I am preparing for the complex analysis qualifying exam, and I recently came across this problem:
Show that $$F(z)=\int_1^\infty\frac{t^z}{\sqrt{1+t^3}}\,dt$$ defines an analytic function on $\{z\in\mathbb{C}|\text{Re }z<\frac{1}{2}\}$ that has a meromorphic extension to $\{z\in\mathbb{C}|\text{Re }z<\frac{3}{2}\}$.

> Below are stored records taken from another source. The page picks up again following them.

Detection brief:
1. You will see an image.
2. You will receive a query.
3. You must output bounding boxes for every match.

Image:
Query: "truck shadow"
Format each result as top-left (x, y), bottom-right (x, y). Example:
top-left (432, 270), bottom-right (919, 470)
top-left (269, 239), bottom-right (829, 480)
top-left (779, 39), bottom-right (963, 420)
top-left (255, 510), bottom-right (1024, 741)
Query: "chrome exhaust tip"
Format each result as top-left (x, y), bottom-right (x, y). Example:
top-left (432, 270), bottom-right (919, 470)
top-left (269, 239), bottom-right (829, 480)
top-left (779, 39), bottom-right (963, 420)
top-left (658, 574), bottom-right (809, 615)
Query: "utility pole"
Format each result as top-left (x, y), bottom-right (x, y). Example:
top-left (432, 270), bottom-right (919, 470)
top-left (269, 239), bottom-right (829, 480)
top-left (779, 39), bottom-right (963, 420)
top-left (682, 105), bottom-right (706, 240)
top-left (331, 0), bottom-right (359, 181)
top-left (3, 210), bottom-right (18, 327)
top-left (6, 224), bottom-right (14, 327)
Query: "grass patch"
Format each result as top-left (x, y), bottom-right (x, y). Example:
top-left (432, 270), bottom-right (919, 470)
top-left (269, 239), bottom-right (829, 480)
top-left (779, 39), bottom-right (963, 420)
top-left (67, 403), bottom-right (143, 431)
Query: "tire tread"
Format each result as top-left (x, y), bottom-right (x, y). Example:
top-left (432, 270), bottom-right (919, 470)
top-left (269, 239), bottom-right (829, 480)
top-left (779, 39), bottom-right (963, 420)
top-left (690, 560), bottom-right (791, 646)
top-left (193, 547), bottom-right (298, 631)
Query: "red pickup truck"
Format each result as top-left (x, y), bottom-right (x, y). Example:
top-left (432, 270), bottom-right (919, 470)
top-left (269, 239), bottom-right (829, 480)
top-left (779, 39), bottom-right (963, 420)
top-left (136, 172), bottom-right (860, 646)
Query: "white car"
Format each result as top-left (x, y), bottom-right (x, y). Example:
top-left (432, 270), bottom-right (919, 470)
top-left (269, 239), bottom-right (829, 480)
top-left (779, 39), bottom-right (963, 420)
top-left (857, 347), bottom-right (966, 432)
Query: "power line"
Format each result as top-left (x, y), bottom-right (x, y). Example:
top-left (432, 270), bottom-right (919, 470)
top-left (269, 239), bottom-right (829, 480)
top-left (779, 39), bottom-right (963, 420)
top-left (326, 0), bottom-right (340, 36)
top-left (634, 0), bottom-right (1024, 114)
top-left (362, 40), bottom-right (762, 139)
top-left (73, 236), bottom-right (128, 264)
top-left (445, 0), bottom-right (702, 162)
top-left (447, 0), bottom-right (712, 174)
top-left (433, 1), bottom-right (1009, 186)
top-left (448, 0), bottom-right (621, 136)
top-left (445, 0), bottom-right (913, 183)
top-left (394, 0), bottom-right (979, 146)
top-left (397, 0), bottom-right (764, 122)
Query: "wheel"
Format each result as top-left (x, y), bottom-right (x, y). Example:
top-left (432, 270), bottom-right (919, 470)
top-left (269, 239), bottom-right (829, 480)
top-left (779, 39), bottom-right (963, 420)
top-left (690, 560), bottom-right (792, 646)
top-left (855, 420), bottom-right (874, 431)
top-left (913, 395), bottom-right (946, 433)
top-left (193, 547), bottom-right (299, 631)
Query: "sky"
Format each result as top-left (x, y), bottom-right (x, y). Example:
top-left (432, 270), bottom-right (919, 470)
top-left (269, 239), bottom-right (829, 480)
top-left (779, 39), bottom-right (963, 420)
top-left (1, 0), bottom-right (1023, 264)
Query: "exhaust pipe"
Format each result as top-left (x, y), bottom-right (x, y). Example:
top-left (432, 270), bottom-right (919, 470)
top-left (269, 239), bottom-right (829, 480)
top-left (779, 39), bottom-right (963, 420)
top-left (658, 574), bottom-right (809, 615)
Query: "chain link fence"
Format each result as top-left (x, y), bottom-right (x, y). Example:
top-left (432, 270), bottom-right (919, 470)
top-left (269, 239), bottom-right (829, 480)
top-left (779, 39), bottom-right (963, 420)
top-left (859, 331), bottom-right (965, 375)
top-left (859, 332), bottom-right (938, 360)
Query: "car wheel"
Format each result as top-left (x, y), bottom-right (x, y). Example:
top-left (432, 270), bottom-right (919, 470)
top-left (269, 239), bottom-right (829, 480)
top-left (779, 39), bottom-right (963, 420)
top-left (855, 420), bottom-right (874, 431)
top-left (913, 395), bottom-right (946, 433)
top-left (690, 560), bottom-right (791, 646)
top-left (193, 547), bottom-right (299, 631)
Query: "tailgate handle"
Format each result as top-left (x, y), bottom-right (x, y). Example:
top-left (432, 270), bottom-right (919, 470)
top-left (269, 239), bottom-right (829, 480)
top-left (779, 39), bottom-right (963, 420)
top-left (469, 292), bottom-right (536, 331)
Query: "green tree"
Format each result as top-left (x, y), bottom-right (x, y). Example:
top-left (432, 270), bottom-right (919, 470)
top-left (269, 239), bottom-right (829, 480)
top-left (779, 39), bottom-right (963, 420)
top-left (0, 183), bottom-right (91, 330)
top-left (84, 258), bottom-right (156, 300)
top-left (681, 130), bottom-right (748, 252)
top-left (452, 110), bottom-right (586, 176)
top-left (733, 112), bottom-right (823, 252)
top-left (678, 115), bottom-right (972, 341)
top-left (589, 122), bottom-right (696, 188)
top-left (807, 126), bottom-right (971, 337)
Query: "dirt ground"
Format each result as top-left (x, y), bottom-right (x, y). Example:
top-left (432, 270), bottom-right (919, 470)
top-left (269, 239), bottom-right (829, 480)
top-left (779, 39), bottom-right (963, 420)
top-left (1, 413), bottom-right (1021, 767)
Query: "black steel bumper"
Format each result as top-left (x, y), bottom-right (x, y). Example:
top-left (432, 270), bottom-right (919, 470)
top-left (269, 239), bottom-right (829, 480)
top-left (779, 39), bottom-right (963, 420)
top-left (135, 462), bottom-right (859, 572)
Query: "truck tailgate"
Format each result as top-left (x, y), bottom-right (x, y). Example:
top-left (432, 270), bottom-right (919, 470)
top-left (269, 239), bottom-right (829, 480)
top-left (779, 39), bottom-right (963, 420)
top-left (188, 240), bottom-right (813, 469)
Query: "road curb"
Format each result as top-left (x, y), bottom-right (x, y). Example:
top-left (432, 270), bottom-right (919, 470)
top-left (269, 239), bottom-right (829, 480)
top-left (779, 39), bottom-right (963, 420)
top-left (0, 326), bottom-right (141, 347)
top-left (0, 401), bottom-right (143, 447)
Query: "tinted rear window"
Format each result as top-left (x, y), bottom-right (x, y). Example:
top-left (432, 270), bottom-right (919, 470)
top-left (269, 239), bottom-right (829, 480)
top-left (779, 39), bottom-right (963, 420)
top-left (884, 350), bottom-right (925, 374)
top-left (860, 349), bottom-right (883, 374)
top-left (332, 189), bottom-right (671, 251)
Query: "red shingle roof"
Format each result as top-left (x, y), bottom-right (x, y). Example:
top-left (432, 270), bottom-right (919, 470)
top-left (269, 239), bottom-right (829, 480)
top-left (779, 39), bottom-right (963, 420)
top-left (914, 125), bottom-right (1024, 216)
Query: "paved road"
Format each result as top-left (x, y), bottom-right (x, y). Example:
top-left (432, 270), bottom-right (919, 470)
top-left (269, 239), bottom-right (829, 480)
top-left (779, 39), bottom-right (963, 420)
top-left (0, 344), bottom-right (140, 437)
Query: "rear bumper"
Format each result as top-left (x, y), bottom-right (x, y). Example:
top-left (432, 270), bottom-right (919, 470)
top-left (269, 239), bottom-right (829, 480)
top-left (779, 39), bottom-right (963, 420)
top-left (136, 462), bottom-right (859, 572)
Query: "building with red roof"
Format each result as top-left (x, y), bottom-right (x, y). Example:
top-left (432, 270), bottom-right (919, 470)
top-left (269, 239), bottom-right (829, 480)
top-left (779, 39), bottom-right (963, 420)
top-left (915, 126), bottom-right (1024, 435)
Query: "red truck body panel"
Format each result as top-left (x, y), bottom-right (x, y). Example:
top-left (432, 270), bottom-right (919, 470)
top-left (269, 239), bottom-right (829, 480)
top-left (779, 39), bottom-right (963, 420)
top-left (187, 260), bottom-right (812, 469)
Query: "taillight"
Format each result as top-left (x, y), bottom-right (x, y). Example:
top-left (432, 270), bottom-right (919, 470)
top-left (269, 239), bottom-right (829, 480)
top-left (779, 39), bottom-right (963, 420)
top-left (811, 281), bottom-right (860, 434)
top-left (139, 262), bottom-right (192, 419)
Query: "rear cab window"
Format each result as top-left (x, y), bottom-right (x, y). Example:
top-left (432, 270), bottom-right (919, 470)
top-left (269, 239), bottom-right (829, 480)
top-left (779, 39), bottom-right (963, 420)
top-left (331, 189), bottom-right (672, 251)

The first portion is easy, the integral converges when $\text{Re }z<\frac{1}{2}$, and $F(z)$ is analytic on $\{z\in\mathbb{C}|\text{Re }z<\frac{1}{2}\}$ because we can interchange differentiation and integration. But I don't know where to start on the second part. The theorems I know on continuation are the monodromy theorem and Schwartz reflection principle. But this problem asks for meromorphic continuation. I need some help please!
Best Answer
Intuitively, the integrand is $\asymp t^{z-3/2}$ as $t\to\infty$, which (integrated) causes a pole at $z=1/2$. Formally, $$\frac{t^z}{\sqrt{1+t^3}}=t^{z-3/2}\big(1-f(t)\big),\quad f(t)=1-\frac{t^{3/2}}{\sqrt{1+t^3}}=\mathcal{O}(t^{-3})\quad(t\to\infty)$$ so that, for $\Re z<1/2$, we have $$F(z)+\frac{1}{z-1/2}=-\int_1^\infty t^{z-3/2}f(t)\,dt,$$ and the RHS is analytic not only on $\Re z<3/2$, but even on $\Re(z-3/2-3)<-1$, i.e. $\Re z<7/2$.
Thus, $F(z)+(z-1/2)^{-1}$ extends analytically (that is, $F(z)$ extends meromorphically) onto there.